Noise: Any unwanted and un-modulated energy that is always present to some extent within any signal.
Omnidirectional: An antenna providing a 360-degree transmission pattern. This type of antenna is used when coverage in all directions is required.
Parabolic Antenna: An antenna consisting of a parabolic reflector and a radiating or receiving element at or near its focus. Parabolic antennas are very directive and includes a preliminary source and a parabolic reflector to focus the energy.
PCB: Printed Circuit Board.
Planar Array: An antenna in which all of the elements, both active and parasitic, are in one plane.
Point-to-Point: A communications channel running from one point to another.
Point-to-Multipoint: A communications channel running from one point to several other points.
Polarization: The sense of the wave radiated by an antenna. This can be horizontal, vertical, elliptical or circular (left or right hand circularity) depending on the design and application.
Radiation Pattern: The graphical representation of the relative field strength radiated from an antenna in a given plane, plotted against the angular distance from a given reference.
Radiator: A discrete conductor radiating RF energy in an antenna system.
Radome: A typically rigid dielectric cover over the radiating portion of an antenna, and nearly always separated from the radiator by an air gap. A radome (the merger of radar and dome) has the purpose of protecting the radiator from natural weather phenomena and contamination by dirt. It usually includes aerodynamic shaping to minimize wind loading.
Receiver (Rx): An electronic device which enables a particular signal to be separated from all and converts the signal format into a format for video, voice or data.
Relative Antenna Power Gain: The ratio of the average radiation intensity of the test antenna to the average radiation of a reference antenna with all other conditions remaining equal.
RFDC: Radio Frequency Data Communications.
RFID: Radio Frequency IDentification.
RSSi: Received Signal Strength Indicator. Provides a signal for logic circuit processing that is a function of received RF signal strength. RSSI is used both by the switch and the mobile or portable.

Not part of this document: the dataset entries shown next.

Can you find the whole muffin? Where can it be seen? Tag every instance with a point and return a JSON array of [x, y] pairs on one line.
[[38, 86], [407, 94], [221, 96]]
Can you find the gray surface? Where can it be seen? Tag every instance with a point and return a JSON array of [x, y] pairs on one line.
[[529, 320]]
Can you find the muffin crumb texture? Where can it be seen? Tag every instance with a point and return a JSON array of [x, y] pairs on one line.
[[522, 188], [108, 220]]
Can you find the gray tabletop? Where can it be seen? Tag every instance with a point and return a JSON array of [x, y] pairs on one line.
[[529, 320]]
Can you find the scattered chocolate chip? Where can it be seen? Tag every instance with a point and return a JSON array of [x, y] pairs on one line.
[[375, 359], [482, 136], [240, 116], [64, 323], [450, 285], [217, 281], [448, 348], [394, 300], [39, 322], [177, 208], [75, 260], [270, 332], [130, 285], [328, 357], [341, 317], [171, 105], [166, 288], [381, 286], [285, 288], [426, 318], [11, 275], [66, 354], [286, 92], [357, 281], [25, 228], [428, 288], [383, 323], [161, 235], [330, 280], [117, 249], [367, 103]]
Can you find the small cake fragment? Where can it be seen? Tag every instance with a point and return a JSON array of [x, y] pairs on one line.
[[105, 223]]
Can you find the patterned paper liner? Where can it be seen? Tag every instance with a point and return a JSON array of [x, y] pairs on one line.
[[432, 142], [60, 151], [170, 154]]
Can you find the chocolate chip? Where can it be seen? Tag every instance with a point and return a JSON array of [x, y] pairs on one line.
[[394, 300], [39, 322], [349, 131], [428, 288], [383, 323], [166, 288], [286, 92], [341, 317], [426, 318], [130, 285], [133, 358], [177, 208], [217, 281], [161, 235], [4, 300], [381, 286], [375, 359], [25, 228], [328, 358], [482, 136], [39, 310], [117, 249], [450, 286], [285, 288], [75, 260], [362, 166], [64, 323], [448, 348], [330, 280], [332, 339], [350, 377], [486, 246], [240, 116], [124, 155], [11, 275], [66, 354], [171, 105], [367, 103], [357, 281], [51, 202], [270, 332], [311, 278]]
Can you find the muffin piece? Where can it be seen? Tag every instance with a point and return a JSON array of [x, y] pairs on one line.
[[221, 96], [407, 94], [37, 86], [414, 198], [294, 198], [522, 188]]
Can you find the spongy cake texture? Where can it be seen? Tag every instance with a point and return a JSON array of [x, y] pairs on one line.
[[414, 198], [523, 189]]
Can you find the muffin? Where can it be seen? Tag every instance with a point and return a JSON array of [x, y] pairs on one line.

Standard Impedance: The nominal impedance associated with the transmission line and test equipment.
Transmission Line: The connecting link allowing the radio frequency energy generated by the radio to be delivered to the antenna. (Coaxial cable, microstrip or coplanar lines in our industry.)
Transmitter : An electronic device consisting of oscillator, modulator and other circuits which produce a radio electromagnetic wave signal for radiation into the atmosphere by an antenna.
Voltage Standing Wave Ratio (VSWR): VSWR of the antenna is the ratio of the maximum to minimum values of voltage in the standing wave pattern appearing along a lossless 50 Ohms transmission line with an antenna as the load.